Evoked otoacustic emission (E-OAE) screening program was performed among 6019 newborns at the Department of Obstetrics and Gynaecology, Rijeka University Hospital Center, between October 2002 and December 2004. Newborns diagnosed with hearing impairment were re-examined after three weeks and if abnormal responses persisted, the diagnosis was evaluated by auditory brainstem evoked response (ABER) testing. Children with confirmed diagnosis were examined by allele-specific polymerase chain reaction to identify the presence of 35delG/GJB2 mutation.

RESULTS

After the first and second stage of screening, 86 newborns were suspect of having hearing impairment.

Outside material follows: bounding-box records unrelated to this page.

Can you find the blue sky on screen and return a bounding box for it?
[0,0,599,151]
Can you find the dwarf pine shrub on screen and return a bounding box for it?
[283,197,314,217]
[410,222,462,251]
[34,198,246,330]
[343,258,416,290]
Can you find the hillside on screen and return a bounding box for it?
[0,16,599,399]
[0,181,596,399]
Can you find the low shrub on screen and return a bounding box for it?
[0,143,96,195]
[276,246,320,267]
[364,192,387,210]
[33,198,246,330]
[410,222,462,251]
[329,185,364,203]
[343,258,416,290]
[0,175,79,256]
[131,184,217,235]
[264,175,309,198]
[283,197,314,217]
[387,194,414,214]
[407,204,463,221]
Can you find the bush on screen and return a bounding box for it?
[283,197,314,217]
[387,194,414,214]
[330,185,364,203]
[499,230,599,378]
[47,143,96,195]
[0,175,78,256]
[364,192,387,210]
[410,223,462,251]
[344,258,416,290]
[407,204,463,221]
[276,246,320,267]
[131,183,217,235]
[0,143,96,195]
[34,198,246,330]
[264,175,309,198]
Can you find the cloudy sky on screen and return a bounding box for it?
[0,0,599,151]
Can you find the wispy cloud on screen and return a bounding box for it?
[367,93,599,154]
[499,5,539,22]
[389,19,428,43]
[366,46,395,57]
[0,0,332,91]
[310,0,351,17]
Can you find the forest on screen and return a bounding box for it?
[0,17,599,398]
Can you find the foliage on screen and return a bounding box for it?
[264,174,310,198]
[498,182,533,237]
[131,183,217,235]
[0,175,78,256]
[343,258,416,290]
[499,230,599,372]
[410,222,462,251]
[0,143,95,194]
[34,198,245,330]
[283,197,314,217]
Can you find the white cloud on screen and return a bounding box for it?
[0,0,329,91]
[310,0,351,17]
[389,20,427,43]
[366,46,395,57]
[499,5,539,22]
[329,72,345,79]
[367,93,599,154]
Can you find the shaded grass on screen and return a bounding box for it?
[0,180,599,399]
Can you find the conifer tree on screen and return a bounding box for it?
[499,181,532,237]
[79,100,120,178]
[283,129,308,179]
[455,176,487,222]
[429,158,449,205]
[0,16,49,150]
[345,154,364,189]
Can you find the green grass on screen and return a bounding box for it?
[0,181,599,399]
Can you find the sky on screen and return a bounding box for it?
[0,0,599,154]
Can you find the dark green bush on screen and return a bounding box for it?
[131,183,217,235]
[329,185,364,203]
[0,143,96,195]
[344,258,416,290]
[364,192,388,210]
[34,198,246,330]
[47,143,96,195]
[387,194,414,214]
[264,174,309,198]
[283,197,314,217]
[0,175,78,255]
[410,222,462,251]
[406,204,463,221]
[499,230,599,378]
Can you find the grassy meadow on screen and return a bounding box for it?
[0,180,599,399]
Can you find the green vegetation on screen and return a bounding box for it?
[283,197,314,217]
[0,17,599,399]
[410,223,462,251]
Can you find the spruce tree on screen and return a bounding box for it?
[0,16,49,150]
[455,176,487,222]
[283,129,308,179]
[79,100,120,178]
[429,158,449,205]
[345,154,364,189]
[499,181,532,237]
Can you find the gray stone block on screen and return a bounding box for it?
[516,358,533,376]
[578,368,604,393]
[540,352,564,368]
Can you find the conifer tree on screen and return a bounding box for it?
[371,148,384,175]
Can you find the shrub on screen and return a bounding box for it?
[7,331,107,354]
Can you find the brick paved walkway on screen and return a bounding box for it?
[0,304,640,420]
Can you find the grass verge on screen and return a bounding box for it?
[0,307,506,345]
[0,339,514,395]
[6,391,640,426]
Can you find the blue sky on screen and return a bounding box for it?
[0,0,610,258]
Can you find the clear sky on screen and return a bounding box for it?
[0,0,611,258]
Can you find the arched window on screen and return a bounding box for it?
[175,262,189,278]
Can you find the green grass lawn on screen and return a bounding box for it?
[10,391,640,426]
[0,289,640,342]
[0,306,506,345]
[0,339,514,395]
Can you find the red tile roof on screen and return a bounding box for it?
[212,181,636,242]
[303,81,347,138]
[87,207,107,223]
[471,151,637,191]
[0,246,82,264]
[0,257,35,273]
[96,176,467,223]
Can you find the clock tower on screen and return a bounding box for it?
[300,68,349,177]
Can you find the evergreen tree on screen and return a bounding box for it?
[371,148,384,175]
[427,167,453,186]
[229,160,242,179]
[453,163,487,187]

ABER confirmed the diagnosis of hearing impairment in 14 children. Molecular analysis revealed 35delG/GJB2 mutation in 2 of 8 children analyzed. The mutation was homozygous in one, and heterozygous in the other child.

CONCLUSION

Neonatal hearing impairment screening is useful for early diagnosis of hearing impairment. It should be complemented with the 35delG/GJB2 mutation analysis, because the identification of the mutation and the etiologic diagnosis might improve the medical treatment and genetic counselling of patients and families with hearing impairment.